30.Sonntag im Jahreskreis - C

gehalten im Hohen Dom zu Salzburg am 25.10.1992

 

Zwei Menschen vor Gott im Tempel, um dort zu beten: Tun sie es denn auch wirklich? So verschieden ihre äußere und erst recht ihre innere Haltung ist, so verschieden ist auch die Wirkung ihres Gebetes: Pharisäer und Zöllner: Der eine geht unerhört nach Hause, der andere aber erhört. Warum wohl? Weil der eine, der Pharisäer, bei seinem Beten nur sich selbst angebetet hat, nicht aber Gott. Der andere aber wer sich beim Gebet seiner Unwürdigkeit vor Gott bewusst wegen seiner Armseligkeit und Sündhaftigkeit; ihm wurde Erhörung zuteil.

Wie machte es denn der Pharisäer? Völlig falsche Selbstgerechtigkeit und Verachtung des anderen kamen bei seinem Gebet zum Vorschein in der Litanei, die er da dem lieben Gott vorbetete: „Gott, ich danke dir, dass ich nicht wie die anderen Menschen bin, wie die Räuber, Betrüger und Ehebrecher oder wie dieser Zöllner da hinten!
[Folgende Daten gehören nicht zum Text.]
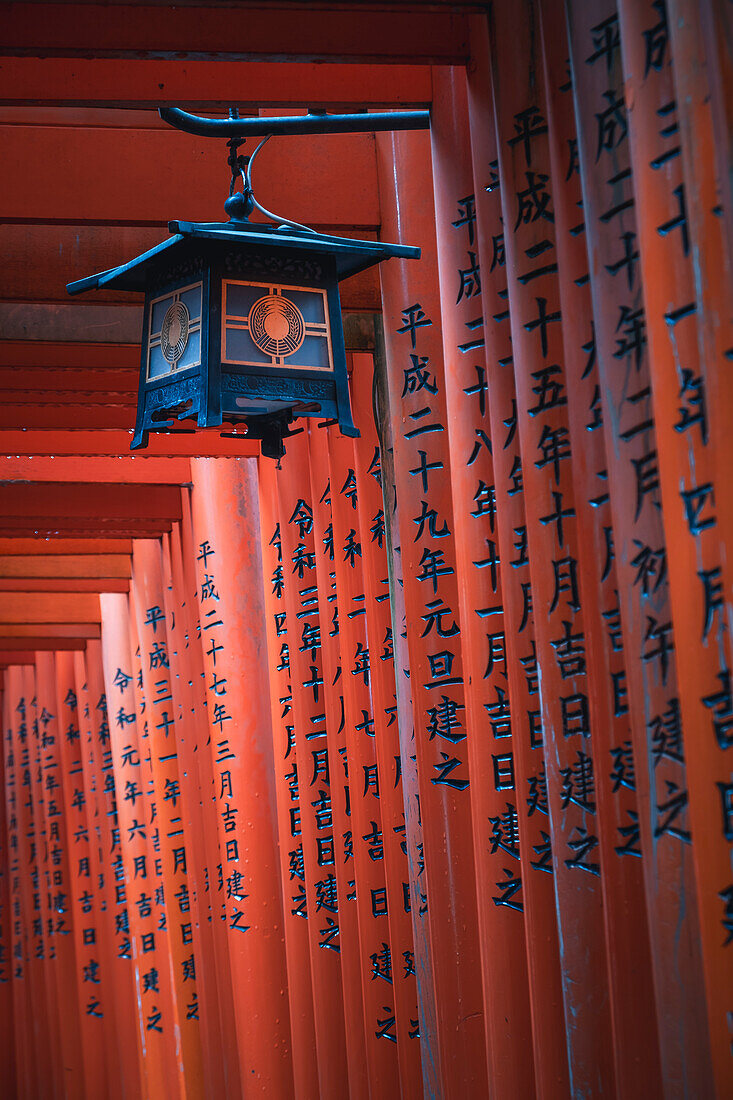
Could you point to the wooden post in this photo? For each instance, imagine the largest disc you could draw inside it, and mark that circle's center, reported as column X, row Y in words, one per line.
column 229, row 569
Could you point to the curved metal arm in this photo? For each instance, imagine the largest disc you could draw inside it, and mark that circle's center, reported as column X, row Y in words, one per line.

Ich faste zweimal in der Woche, ich gebe den 10. Teil meines ganzen Einkommens für den Tempel her, ich, ich, ich“

Zur falschen Selbstgerechtigkeit kam beim Pharisäer auch noch falsche Selbstgenügsamkeit, in der er meinte, auf Gott und seine Barmherzigkeit, auf seine Gnade und seinen Segen nicht angewiesen zu sein: „Schließlich muss der Herrgott froh sein, dass ich ihm überhaupt unverdientermaßen noch so viel Zeit widme und einen Besuch im Tempel mache, um da zu beten!“

Ist solche pharisäische Haltung Gott gegenüber etwa völlig ausgestorben? Denken nicht manche Zeitgenossen ebenso? Der Herrgott muss ja schließlich froh sein, dass ich in einer Zeit, wo die Zahl der Sonntags-Gottesdienstbesucher Immer kleiner und kleiner wird, mich immer noch - wenigstens gelegentlich - aufraffe und in die Kirche gehe und sogar noch meinen Kirchenbeitrag zahle, wo andere – angeblich wegen des zu zahlenden Kirchenbeitrags - längst aus der Kirche ausgetreten sind!
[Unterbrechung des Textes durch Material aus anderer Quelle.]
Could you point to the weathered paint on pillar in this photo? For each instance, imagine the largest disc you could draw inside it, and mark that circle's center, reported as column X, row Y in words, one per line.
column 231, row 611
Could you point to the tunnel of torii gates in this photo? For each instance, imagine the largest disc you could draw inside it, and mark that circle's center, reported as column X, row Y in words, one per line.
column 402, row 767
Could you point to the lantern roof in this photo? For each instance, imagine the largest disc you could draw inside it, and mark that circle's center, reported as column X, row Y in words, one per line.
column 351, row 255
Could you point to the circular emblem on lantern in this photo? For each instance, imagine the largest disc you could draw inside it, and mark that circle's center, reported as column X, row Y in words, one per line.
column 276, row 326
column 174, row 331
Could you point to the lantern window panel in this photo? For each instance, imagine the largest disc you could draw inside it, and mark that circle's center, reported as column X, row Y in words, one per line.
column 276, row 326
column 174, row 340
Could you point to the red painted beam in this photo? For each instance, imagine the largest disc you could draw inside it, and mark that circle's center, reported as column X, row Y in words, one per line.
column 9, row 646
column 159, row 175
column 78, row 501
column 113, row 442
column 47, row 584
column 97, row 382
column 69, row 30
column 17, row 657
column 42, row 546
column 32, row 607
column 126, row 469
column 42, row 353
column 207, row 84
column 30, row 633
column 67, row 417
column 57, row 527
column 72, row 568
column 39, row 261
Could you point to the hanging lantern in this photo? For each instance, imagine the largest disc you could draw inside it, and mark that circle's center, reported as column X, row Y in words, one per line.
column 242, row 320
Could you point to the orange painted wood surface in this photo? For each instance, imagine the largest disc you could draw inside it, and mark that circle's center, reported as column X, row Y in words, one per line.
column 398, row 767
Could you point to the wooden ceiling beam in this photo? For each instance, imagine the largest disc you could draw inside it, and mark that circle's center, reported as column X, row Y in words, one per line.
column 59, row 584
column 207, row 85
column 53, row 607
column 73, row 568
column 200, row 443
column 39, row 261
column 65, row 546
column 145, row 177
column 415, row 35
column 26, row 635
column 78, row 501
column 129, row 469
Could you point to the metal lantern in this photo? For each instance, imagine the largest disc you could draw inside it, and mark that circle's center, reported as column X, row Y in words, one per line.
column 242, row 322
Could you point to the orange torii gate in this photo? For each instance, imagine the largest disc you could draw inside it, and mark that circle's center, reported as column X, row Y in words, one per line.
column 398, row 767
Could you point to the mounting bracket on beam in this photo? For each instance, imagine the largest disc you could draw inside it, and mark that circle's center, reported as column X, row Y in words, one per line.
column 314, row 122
Diese Pharisäer denken nicht daran, dass es neben ihrer Tüchtigkeit und Anständigkeit vor und über den 10 Geboten auch das Gebot der Liebe, der Gottes- und der Nächstenliebe gibt, und dass es auch Unterlassungssünden gibt, die oft viel schwerer sind als alle möglichen Tatsünden. Diese Pharisäer beachten vor allem nicht, dass überheblicher Stolz die schlimmste Sünde ist, weil man sich dabei über Gott hinwegsetzt und den Mitmenschen verachtet.
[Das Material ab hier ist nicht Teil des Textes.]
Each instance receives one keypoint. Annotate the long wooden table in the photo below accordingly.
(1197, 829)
Der Zöllner ging auch hinauf in den Tempel, um dort zu beten: dieser aber war sich dabei sehr klar seiner Geschöpflichkeit und Sündhaftigkeit Gott gegenüber bewusst. Er war demütig und ehrlich genug, um seine Armseligkeit und Schlechtigkeit in aller Reue und Demut einzugestehen; er schlug an seine Brust und betete ein sehr kurzes, aber dabei vielsagendes Reuegebet: "Herrgott, sei mir armen Sünder gnädig und barmherzig!" Er ist in aller Demut überzeugt, dass er es eigentlich verdiente, von dir, o Gott, verworfen und verdammt zu werden. Aber er vertraute auf Gottes unendliche Barmherzigkeit, in der er wie ein guter Hirte ihm, dem verlaufenen, verlorenen Schaf, nachgeht und es sucht und suchet, bis er es findet.

Dieser Zöller war überzeugt, dass dem unendlich großen dreimal heiligen Gott gegenüber reuevolle Demut die einzig richtige Haltung ist, weil wir vor der Größe und Majestät Gottes allesamt nur kleine, nichtsnutzige Knechte sind.

Der Vorsatz, den wir alle heute fassen sollten: Wenn wir Gott gegenübertreten im Gebet und im Gottesdienst, dann ziemt es sich nicht, mit unseren Leistungen, mit unseren guten Werken und Titeln zu prahlen, sondern nur, in aller Demut und Reue ehrlich unsere Schuld zu bekennen und zu danken, dass Gott so gütig ist und uns immer wieder verzeiht.